Oggi, quando si parla di “esercito europeo”, si pensa sostanzialmente ai piani per una futura forza d’intervento rapido, che dovrebbe essere composta da circa 5000 unità. Non una grande cifra per un’unione continentale di circa 450 milioni di persone! Soprattutto, finchè questa forza non sarà effettivamente precostituita (e quindi di impiego immediato) e serviranno ancora mesi di estenuanti trattative per raggiungere il livello di forza ipotizzato.
Poi, ci dicono gli americani che spendiamo troppo poco per la difesa. Forse hanno ragione per i loro standard. Da ogni punto di vista, comunque, spendiamo male e sprechiamo troppo. Come direbbero gli economisti, c’è probabilmente anche un problema di “input” ma c’è soprattutto un problema di “output”. I programmi nazionali comportano inevitabilmente duplicazioni ed una ridotta produttività delle risorse impiegate. Molto meglio sarebbe quindi puntare sulle economie di scala consentite dal mercato unico e dai programmi europei di ricerca (tipo Horizon 2020 ed auspicabilmente i suoi successori), finalmente estesi anche alle tecnologie “duali” (con impieghi civili e militari).
Di tutto questo, e di tanto altro, si dovrà parlare nella “Bussola Strategica”, il documento di indirizzo che dovrà essere presentato dalla Commissione Europea nella primavera prossima, immagino in concomitanza con il Vertice Europeo sulla Difesa, chiesto da Macron. È saggio, quindi, che Draghi lavori per una stretta collaborazione italo-francese per preparare questo importante incontro.

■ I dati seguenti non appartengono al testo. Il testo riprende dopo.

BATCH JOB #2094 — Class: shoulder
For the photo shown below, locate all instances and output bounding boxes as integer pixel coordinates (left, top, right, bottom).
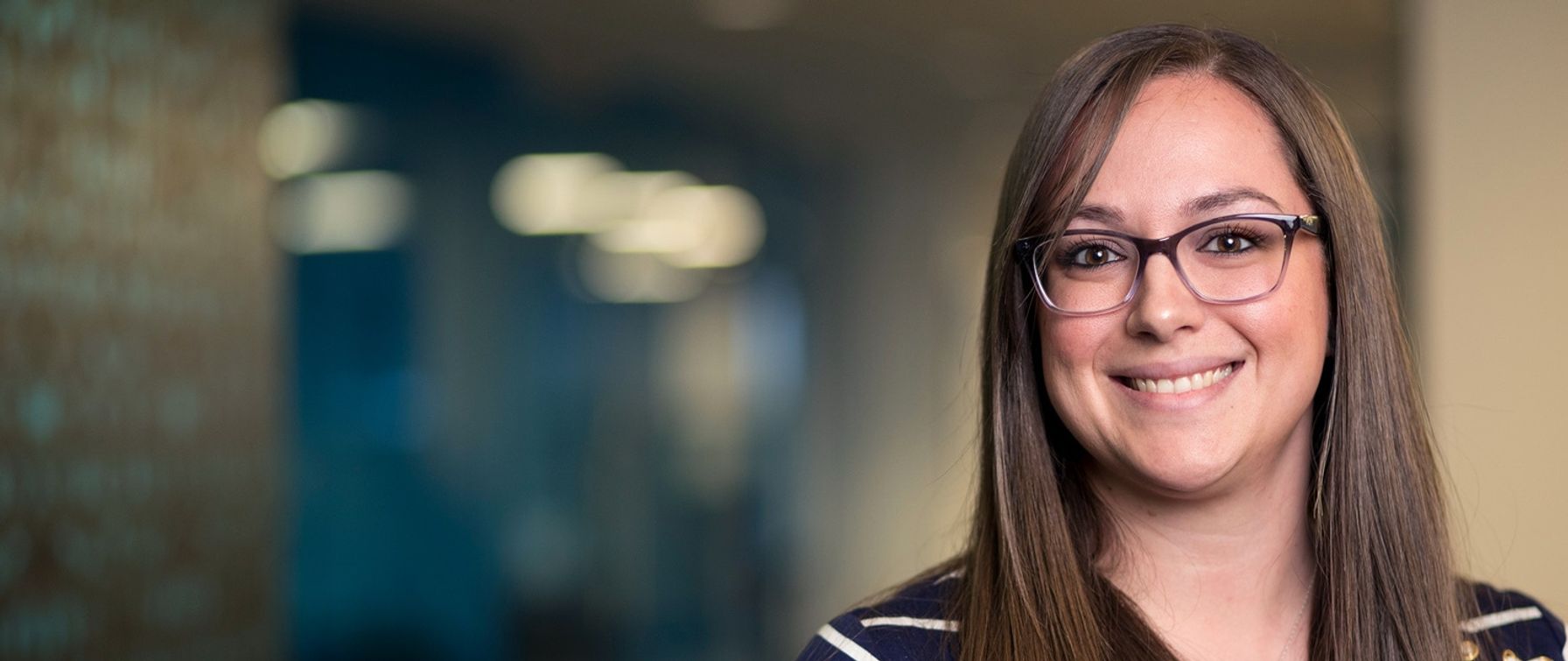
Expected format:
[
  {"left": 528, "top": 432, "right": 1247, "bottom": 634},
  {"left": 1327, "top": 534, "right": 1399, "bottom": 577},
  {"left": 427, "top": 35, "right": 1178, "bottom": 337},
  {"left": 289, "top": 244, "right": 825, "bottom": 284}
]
[
  {"left": 1460, "top": 582, "right": 1568, "bottom": 661},
  {"left": 798, "top": 572, "right": 960, "bottom": 661}
]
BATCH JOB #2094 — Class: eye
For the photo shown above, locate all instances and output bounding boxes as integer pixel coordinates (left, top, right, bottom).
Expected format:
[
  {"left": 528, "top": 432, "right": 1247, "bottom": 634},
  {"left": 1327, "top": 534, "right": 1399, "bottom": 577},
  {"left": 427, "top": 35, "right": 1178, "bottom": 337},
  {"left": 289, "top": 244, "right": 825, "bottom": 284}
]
[
  {"left": 1198, "top": 231, "right": 1256, "bottom": 253},
  {"left": 1063, "top": 243, "right": 1127, "bottom": 269}
]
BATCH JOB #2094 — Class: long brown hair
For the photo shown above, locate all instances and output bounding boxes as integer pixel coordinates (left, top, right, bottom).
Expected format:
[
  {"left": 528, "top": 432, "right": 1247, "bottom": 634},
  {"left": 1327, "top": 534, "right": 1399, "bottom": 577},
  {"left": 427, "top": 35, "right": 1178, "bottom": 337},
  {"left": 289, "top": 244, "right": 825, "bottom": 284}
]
[{"left": 954, "top": 25, "right": 1467, "bottom": 661}]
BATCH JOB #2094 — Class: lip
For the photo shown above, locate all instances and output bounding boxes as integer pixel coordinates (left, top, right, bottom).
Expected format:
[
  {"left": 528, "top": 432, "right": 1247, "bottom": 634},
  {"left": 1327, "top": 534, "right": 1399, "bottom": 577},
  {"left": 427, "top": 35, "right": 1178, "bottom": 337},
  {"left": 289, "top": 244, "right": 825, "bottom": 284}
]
[
  {"left": 1110, "top": 356, "right": 1247, "bottom": 380},
  {"left": 1110, "top": 360, "right": 1247, "bottom": 410}
]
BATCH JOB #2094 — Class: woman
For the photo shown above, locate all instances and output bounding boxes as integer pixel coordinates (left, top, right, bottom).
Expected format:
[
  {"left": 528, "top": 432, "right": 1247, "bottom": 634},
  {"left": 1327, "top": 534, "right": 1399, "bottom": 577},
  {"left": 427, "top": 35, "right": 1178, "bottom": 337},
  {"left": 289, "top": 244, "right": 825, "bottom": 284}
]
[{"left": 802, "top": 25, "right": 1564, "bottom": 661}]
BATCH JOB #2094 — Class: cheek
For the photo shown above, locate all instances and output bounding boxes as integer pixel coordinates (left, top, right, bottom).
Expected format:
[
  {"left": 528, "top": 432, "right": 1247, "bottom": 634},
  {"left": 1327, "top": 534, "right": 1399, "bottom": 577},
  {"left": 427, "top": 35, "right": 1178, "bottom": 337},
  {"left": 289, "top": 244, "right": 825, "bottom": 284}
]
[{"left": 1040, "top": 314, "right": 1115, "bottom": 390}]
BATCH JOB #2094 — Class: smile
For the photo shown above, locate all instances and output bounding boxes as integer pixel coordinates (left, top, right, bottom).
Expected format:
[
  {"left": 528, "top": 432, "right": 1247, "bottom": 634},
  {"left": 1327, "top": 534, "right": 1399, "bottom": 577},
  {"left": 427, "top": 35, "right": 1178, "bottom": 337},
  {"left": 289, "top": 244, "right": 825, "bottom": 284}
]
[{"left": 1121, "top": 362, "right": 1236, "bottom": 394}]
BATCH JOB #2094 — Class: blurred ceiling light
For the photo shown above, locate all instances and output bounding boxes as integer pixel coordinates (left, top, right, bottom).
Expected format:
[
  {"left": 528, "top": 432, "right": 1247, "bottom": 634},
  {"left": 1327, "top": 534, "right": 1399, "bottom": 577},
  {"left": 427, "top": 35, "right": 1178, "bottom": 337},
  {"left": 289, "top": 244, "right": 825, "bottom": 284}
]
[
  {"left": 578, "top": 242, "right": 709, "bottom": 303},
  {"left": 592, "top": 186, "right": 764, "bottom": 269},
  {"left": 273, "top": 171, "right": 414, "bottom": 255},
  {"left": 491, "top": 154, "right": 621, "bottom": 234},
  {"left": 257, "top": 99, "right": 366, "bottom": 179},
  {"left": 696, "top": 0, "right": 795, "bottom": 30},
  {"left": 580, "top": 171, "right": 703, "bottom": 231}
]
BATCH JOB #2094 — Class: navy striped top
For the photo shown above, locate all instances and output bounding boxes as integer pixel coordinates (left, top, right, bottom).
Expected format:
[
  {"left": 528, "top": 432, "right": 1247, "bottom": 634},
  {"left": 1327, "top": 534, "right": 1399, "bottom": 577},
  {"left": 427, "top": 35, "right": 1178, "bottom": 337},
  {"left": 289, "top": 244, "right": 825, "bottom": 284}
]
[{"left": 798, "top": 572, "right": 1568, "bottom": 661}]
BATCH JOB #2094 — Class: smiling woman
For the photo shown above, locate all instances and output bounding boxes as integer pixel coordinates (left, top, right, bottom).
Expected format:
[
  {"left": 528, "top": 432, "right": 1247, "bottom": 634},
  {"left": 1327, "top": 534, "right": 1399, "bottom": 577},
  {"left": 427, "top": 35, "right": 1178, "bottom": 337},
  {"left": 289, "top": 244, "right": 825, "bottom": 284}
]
[{"left": 802, "top": 25, "right": 1564, "bottom": 661}]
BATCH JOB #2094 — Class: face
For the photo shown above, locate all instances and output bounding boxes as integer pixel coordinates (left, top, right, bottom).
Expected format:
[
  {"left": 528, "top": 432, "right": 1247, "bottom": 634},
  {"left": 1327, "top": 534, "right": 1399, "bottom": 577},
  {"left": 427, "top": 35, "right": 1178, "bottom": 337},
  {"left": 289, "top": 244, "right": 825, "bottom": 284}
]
[{"left": 1040, "top": 75, "right": 1330, "bottom": 497}]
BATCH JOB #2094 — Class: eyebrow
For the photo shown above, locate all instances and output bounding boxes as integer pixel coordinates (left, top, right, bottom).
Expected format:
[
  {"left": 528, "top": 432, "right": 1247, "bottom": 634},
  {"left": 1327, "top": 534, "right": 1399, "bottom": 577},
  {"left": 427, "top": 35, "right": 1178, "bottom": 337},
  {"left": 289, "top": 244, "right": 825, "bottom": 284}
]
[
  {"left": 1073, "top": 186, "right": 1284, "bottom": 226},
  {"left": 1182, "top": 186, "right": 1283, "bottom": 215}
]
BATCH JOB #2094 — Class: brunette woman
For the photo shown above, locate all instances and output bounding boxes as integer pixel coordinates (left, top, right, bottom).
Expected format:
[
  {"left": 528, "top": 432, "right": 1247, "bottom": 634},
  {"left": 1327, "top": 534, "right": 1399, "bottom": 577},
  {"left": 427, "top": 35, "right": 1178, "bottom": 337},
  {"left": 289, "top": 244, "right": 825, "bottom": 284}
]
[{"left": 802, "top": 25, "right": 1564, "bottom": 661}]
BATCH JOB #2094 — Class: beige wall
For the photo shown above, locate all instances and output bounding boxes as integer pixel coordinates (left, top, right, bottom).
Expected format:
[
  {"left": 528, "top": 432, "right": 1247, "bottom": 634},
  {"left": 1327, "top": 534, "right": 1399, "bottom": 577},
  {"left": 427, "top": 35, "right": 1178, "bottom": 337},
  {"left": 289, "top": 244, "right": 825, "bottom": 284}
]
[{"left": 1402, "top": 0, "right": 1568, "bottom": 611}]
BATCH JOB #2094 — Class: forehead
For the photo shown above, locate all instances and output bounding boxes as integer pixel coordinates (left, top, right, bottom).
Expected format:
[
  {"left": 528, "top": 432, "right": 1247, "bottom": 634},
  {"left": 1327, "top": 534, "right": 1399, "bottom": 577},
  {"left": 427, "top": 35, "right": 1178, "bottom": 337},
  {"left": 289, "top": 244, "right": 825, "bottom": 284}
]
[{"left": 1083, "top": 75, "right": 1311, "bottom": 226}]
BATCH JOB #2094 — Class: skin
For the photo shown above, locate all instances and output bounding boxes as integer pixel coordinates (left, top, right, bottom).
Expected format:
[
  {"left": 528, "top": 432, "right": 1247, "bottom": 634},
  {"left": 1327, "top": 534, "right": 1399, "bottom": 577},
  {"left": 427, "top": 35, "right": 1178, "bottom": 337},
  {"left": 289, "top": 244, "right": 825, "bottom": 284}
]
[{"left": 1040, "top": 75, "right": 1330, "bottom": 659}]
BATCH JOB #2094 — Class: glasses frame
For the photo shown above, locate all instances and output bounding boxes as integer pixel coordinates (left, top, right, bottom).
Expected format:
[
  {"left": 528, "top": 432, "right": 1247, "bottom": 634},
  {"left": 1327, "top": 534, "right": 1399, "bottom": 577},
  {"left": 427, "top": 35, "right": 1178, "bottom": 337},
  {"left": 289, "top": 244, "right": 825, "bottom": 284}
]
[{"left": 1013, "top": 214, "right": 1323, "bottom": 317}]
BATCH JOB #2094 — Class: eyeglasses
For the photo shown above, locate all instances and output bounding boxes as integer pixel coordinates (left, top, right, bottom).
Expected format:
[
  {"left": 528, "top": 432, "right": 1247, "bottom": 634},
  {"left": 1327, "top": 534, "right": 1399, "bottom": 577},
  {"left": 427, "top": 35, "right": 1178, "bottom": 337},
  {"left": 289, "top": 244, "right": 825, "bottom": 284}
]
[{"left": 1013, "top": 214, "right": 1322, "bottom": 315}]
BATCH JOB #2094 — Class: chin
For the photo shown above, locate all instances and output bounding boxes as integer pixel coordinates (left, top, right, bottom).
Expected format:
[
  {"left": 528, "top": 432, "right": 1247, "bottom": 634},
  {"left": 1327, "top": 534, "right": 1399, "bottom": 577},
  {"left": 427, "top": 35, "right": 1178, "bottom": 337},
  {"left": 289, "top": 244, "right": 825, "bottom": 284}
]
[{"left": 1123, "top": 452, "right": 1236, "bottom": 499}]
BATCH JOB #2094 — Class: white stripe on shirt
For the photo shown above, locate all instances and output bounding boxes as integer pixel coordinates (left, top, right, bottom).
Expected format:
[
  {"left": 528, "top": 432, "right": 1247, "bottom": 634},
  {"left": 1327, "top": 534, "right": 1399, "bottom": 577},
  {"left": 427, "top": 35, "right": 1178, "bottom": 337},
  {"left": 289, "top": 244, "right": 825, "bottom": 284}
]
[
  {"left": 817, "top": 625, "right": 878, "bottom": 661},
  {"left": 1460, "top": 606, "right": 1542, "bottom": 633},
  {"left": 861, "top": 617, "right": 958, "bottom": 631}
]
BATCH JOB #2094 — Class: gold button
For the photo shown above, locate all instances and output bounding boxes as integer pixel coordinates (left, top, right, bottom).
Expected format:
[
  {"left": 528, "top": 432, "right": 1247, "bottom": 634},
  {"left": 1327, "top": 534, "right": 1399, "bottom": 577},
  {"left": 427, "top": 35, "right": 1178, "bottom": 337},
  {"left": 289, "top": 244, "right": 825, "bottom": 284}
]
[{"left": 1460, "top": 641, "right": 1480, "bottom": 661}]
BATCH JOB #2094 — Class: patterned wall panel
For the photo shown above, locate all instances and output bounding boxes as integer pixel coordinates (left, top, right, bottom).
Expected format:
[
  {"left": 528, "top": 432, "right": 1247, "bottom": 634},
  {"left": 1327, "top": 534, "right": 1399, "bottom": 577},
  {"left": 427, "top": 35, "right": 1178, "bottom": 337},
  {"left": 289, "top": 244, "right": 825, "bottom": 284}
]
[{"left": 0, "top": 0, "right": 281, "bottom": 659}]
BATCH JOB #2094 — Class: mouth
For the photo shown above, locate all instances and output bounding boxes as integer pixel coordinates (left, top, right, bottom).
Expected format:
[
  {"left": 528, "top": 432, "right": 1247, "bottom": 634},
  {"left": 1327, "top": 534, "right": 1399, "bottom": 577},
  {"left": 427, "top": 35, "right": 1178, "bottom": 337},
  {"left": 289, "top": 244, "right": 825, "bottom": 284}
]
[{"left": 1112, "top": 361, "right": 1242, "bottom": 394}]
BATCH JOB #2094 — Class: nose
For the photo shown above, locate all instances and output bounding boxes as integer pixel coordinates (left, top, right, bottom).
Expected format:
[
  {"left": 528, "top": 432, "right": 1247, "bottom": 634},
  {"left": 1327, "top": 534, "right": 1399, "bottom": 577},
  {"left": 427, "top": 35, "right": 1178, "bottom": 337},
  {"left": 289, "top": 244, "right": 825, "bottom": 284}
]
[{"left": 1127, "top": 255, "right": 1208, "bottom": 342}]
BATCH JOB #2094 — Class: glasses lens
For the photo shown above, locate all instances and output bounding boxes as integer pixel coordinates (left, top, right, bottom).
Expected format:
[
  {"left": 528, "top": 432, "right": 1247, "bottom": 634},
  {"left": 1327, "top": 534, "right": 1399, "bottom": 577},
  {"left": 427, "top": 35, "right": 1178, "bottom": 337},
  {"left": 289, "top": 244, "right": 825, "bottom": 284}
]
[
  {"left": 1035, "top": 234, "right": 1138, "bottom": 313},
  {"left": 1176, "top": 218, "right": 1285, "bottom": 301}
]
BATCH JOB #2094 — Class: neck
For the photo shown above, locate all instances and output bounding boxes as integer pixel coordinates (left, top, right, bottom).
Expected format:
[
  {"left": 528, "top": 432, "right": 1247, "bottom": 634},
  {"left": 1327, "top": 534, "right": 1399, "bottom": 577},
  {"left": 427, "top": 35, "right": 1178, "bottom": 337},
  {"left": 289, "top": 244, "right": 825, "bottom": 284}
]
[{"left": 1093, "top": 424, "right": 1314, "bottom": 659}]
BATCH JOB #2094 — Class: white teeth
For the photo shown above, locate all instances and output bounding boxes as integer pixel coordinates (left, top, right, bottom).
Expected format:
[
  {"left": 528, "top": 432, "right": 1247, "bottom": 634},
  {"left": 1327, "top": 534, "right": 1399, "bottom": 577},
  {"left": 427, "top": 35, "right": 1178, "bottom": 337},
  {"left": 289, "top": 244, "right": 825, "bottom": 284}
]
[{"left": 1130, "top": 364, "right": 1231, "bottom": 394}]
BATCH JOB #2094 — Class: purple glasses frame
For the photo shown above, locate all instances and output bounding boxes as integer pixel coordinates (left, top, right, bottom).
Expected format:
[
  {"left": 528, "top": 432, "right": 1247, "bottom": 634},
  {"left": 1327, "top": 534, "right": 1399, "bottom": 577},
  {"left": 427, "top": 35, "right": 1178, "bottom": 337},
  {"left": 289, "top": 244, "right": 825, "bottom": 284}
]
[{"left": 1013, "top": 214, "right": 1323, "bottom": 317}]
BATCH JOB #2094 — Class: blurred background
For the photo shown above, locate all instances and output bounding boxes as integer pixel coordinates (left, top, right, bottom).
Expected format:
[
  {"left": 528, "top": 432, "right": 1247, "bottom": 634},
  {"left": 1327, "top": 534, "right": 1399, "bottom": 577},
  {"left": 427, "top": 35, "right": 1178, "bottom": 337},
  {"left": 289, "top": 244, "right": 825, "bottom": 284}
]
[{"left": 0, "top": 0, "right": 1568, "bottom": 659}]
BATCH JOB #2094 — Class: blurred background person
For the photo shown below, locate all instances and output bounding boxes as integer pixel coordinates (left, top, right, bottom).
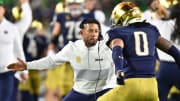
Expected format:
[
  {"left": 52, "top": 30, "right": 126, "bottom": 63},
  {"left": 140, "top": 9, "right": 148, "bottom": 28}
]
[
  {"left": 19, "top": 20, "right": 48, "bottom": 101},
  {"left": 0, "top": 0, "right": 28, "bottom": 101}
]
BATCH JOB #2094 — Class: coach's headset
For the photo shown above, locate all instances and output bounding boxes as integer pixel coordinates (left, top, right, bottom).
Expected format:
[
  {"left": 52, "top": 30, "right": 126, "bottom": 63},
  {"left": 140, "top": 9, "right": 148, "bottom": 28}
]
[{"left": 79, "top": 18, "right": 103, "bottom": 41}]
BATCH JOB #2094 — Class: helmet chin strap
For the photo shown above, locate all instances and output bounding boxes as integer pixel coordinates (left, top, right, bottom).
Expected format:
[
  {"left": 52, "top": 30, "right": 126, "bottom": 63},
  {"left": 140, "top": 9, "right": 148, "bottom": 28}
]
[{"left": 123, "top": 18, "right": 144, "bottom": 26}]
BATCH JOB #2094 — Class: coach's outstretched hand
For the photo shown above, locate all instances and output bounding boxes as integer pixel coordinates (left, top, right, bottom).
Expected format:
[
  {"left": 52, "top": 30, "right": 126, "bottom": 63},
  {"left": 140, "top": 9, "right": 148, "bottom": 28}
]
[
  {"left": 7, "top": 58, "right": 27, "bottom": 71},
  {"left": 117, "top": 71, "right": 125, "bottom": 85}
]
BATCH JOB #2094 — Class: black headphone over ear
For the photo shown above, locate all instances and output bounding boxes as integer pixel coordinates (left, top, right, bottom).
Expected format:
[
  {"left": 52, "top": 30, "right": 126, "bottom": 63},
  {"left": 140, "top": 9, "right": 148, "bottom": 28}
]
[{"left": 79, "top": 18, "right": 103, "bottom": 41}]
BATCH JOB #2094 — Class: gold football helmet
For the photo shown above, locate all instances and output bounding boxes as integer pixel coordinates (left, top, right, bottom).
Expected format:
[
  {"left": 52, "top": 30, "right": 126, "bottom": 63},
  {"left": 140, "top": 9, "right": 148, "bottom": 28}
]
[
  {"left": 160, "top": 0, "right": 178, "bottom": 8},
  {"left": 111, "top": 2, "right": 142, "bottom": 26}
]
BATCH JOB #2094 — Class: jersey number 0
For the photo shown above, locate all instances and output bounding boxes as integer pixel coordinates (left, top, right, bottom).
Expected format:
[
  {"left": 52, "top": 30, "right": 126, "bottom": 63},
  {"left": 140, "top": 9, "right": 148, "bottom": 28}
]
[{"left": 134, "top": 31, "right": 149, "bottom": 56}]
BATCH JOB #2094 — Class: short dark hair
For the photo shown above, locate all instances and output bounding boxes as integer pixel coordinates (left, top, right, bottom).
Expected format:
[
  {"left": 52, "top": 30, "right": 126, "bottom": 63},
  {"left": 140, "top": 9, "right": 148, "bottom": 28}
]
[
  {"left": 0, "top": 0, "right": 5, "bottom": 7},
  {"left": 79, "top": 18, "right": 103, "bottom": 40}
]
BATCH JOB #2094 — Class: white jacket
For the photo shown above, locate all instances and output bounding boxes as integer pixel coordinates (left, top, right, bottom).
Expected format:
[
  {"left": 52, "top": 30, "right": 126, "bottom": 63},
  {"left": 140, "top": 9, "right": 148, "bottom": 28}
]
[
  {"left": 0, "top": 18, "right": 25, "bottom": 73},
  {"left": 27, "top": 40, "right": 116, "bottom": 94}
]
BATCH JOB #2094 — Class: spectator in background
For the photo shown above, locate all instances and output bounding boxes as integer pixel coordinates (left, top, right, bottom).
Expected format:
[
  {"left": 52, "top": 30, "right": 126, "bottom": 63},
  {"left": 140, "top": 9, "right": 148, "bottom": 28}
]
[
  {"left": 19, "top": 20, "right": 48, "bottom": 101},
  {"left": 0, "top": 0, "right": 28, "bottom": 101},
  {"left": 94, "top": 10, "right": 110, "bottom": 37}
]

Le possibili convergenze industriali sono note, dalla cantieristica all’alta tecnologia spaziale.
La chiave di volta di una possibile convergenza politica potrebbe essere costituita da un’idea abbastanza semplice ed intuitiva, ma ancora assolutamente tabù in ambito atlantico: arrivare ad ipotizzare che l’Unione Europea parli con una voce sola in sede NATO (c.d. EU Caucus).
Già lo si fa in quasi tutti i fori internazionali, dall’Assemblea Generale delle Nazioni Unite all’Organizzazione per la Sicurezza e la Cooperazione in Europa (OSCE). Perchè non farlo anche nell’Alleanza Atlantica?
Soprattutto ora che gli Stati Uniti sono distratti da altri scenari geo-strategici e si aspettano una prova di maturità dall’Europa. Con poche frasi, e tanti delicati ragionamenti sottintesi, il Presidente Draghi lo ha fatto capire nella recente conferenza stampa di Lubiana: “Whatever it takes” anche per l’autonomia strategica europea.